Of course, we played very different roles in the Department. Harberger was a faculty member for over 30 years, and chairman for 12 years. He was a colleague of some of the most famous economists of the second half of the twentieth century and early decades of the twentieth-first, and hired many of them. After four years as a student, Edwards went to UCLA, where he has spent most of his career. He looked at Chicago from afar, but always with great interest.

Sebastian Edwards: You enrolled in the Department of Economics in the fall of 1947, after having spent a year studying international relations at the University of Chicago. At the time, the Department had a large number of very prominent members, including some credited as having founded the “First Chicago School.” People like Frank Knight, Lloyd Mints, Henry Simons, and others. Also, Milton Friedman had just arrived as a faculty member, in 1946. How was the Department when you joined? From today’s perspective, what do you think were the most salient characteristics of the place? And, at the time, how was it different from other leading departments such as Harvard and Yale?

Arnold C. Harberger: In 1947, there were lots of students, but it really did not feel crowded. It was very exciting and to us it was clear that it was a special place. The fact that the Cowles Commission was there added to the sense that this was a unique place. I was hired as a research assistant at Cowles in March 1949 and I shared an office with Stanley Reiter, who ended up having a very distinguished career at Northwestern.
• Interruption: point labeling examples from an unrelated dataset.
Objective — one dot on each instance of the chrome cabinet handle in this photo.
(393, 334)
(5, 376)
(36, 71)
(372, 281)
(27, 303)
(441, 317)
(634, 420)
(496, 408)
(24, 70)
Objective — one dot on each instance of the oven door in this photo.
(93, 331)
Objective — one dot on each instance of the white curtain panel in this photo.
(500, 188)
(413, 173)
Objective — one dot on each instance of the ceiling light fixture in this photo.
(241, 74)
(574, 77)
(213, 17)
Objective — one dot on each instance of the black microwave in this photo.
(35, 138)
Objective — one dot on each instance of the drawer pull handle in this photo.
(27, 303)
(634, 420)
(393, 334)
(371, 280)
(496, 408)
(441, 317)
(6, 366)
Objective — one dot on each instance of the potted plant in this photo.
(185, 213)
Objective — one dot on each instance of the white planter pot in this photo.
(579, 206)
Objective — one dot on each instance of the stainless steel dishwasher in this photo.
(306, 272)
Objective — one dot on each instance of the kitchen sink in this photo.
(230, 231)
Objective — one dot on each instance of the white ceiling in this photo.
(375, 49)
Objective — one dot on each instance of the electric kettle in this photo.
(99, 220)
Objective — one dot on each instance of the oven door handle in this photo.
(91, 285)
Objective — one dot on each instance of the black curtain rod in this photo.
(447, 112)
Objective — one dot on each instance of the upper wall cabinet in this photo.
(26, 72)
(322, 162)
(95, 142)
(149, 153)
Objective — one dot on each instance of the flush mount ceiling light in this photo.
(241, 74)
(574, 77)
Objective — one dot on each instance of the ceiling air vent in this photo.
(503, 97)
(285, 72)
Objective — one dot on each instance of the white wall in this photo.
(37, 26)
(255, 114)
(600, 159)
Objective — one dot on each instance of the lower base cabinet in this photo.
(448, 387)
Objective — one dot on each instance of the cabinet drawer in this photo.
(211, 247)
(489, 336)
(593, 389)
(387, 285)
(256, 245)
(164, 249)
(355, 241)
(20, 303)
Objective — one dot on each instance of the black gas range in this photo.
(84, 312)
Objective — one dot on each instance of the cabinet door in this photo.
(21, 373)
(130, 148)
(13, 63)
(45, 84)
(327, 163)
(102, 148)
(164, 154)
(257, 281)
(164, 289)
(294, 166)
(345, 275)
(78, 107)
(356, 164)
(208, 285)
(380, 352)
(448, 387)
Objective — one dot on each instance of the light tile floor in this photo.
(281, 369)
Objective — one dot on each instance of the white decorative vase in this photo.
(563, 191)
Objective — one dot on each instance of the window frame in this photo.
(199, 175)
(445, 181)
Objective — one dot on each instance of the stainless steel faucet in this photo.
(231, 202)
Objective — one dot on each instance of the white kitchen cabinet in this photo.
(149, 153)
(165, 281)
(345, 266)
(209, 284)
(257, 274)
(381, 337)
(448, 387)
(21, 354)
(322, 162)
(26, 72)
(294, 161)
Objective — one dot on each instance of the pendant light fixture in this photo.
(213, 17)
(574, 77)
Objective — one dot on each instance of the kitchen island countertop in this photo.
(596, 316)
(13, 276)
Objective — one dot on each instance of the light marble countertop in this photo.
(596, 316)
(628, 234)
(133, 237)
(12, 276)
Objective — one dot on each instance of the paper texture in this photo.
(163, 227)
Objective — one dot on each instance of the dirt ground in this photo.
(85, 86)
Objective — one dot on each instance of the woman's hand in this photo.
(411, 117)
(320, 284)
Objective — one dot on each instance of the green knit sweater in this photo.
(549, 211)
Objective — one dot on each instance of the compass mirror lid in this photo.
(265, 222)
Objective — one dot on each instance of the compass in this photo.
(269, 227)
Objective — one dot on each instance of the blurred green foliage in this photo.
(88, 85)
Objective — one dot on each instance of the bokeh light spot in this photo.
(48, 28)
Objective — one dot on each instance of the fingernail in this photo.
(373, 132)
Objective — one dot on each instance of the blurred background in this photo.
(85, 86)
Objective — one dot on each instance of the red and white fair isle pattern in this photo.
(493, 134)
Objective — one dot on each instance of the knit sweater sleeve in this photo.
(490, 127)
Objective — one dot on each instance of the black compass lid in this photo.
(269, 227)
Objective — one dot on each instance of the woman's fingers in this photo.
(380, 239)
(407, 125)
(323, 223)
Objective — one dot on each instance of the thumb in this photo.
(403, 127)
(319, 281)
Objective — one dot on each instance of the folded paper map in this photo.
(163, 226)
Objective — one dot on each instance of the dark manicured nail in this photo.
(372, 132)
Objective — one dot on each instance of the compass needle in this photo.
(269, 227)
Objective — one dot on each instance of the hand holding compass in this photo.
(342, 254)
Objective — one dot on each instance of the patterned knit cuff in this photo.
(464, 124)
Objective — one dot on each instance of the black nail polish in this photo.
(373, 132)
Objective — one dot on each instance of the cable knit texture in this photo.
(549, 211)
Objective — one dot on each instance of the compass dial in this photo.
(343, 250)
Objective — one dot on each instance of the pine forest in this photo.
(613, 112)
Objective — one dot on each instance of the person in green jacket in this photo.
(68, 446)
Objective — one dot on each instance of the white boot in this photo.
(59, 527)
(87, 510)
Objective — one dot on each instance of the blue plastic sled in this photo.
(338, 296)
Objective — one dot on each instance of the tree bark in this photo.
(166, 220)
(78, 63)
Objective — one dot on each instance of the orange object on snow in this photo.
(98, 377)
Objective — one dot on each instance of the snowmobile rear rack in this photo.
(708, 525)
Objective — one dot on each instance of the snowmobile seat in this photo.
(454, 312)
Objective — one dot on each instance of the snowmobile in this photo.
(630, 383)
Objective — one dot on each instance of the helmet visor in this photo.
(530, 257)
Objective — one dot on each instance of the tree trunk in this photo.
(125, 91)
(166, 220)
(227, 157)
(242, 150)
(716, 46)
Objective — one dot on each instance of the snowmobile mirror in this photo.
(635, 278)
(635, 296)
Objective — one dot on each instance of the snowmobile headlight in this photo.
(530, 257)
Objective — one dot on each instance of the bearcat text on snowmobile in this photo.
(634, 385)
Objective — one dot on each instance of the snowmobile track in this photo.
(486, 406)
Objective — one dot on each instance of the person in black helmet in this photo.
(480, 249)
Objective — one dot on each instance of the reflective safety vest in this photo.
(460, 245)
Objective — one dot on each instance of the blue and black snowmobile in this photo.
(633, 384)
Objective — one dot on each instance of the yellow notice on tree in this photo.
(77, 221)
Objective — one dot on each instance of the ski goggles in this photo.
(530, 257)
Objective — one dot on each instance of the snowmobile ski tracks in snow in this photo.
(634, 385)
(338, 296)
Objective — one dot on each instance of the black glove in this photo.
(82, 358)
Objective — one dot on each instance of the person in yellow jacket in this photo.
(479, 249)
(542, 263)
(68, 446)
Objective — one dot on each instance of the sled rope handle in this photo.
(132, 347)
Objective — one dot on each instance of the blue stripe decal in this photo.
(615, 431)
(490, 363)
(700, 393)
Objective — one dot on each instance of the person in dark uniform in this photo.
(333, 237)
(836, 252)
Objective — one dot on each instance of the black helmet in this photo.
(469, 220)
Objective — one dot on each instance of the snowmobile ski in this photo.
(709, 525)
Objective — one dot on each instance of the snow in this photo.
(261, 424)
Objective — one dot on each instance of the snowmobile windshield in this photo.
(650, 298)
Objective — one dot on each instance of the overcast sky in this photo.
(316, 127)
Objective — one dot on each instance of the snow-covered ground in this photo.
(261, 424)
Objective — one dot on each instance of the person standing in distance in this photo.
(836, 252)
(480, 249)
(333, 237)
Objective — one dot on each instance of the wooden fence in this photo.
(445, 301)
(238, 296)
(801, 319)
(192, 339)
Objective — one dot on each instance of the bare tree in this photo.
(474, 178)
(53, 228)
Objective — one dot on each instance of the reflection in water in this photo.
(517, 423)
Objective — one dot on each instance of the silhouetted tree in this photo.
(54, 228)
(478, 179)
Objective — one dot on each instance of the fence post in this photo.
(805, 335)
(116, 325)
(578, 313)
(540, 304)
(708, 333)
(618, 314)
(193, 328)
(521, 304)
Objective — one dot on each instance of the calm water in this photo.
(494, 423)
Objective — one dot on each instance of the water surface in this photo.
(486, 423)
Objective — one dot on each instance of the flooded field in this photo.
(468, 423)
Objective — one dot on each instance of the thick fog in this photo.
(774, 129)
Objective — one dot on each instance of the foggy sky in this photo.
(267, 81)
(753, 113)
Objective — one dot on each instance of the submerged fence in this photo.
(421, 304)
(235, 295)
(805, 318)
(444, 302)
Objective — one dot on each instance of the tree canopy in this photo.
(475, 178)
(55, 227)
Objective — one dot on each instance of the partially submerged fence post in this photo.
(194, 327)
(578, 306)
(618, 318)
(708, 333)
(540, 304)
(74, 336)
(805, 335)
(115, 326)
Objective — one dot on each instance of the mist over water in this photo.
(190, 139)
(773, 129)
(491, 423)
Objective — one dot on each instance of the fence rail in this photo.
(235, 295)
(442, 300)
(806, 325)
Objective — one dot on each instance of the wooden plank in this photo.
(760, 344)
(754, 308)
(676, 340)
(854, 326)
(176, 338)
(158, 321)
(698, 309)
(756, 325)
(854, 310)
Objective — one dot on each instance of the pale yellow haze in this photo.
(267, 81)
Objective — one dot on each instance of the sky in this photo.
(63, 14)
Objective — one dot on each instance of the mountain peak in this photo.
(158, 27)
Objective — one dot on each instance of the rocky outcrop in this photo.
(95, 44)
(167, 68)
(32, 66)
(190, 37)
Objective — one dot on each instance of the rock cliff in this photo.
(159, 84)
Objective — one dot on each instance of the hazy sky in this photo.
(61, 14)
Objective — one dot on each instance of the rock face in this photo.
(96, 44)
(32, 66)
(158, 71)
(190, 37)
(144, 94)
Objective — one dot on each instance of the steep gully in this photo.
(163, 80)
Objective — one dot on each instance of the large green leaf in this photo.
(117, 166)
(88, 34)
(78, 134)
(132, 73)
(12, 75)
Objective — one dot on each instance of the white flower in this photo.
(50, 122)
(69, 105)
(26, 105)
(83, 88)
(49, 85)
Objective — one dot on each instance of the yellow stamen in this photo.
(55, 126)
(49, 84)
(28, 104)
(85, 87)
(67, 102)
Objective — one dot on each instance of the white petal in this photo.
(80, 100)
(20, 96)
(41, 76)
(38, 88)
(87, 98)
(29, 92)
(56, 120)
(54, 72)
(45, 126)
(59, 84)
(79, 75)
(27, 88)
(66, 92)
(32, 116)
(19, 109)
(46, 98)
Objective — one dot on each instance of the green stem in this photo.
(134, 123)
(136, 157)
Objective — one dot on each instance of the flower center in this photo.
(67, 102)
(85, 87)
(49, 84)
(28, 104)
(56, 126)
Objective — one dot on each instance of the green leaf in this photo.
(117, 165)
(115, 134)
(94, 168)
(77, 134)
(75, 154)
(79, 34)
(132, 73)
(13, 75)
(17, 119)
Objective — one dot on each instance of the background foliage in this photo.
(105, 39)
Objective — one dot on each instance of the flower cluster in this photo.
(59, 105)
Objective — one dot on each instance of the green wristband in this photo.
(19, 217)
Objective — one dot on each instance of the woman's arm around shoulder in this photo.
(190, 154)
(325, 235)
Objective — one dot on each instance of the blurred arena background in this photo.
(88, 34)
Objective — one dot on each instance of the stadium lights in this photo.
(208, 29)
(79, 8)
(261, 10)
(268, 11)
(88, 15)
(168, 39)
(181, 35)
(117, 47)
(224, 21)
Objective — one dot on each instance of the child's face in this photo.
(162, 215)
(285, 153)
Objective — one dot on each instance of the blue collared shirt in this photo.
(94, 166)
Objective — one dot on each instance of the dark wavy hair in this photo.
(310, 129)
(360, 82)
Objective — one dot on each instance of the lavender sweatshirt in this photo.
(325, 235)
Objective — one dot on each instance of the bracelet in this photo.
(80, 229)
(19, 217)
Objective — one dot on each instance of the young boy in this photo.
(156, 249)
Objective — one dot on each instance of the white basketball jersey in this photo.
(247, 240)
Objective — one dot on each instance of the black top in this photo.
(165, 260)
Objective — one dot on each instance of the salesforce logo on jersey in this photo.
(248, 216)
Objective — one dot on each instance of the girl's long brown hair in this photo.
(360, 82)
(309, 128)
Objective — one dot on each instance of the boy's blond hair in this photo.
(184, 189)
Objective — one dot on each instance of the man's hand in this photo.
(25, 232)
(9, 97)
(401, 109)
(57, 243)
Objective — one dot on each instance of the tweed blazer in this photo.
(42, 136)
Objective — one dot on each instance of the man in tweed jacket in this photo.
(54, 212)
SE: Some people have said that the Chicago School started with Frank Knight and from him different branches spurred out: Henry Simons, Milton Friedman, George Stigler. Some people say that what made it operational was Milton’s monetary analyses, plus Viner’s and Friedman’s price theory, and George Stigler’s and Ronald Coase’s views on externalities, regulatory capture, and transaction costs.

ACH: If one talks about the existence of a “Chicago School,” one also needs to talk about T.W. Schultz. He was incredibly influential, very talented, and a great economist. He and D. Gale Johnson ran an extremely prestigious agricultural economics program at Chicago. When I think of the Chicago School, I think of three principles: theory is of utmost importance, and should guide economic thinking; theoretical constructs should be confronted with the real world, they should be tested, there should be a lot of data analysis; and when in doubt, always come back to fundamental price theory, to the functioning of markets.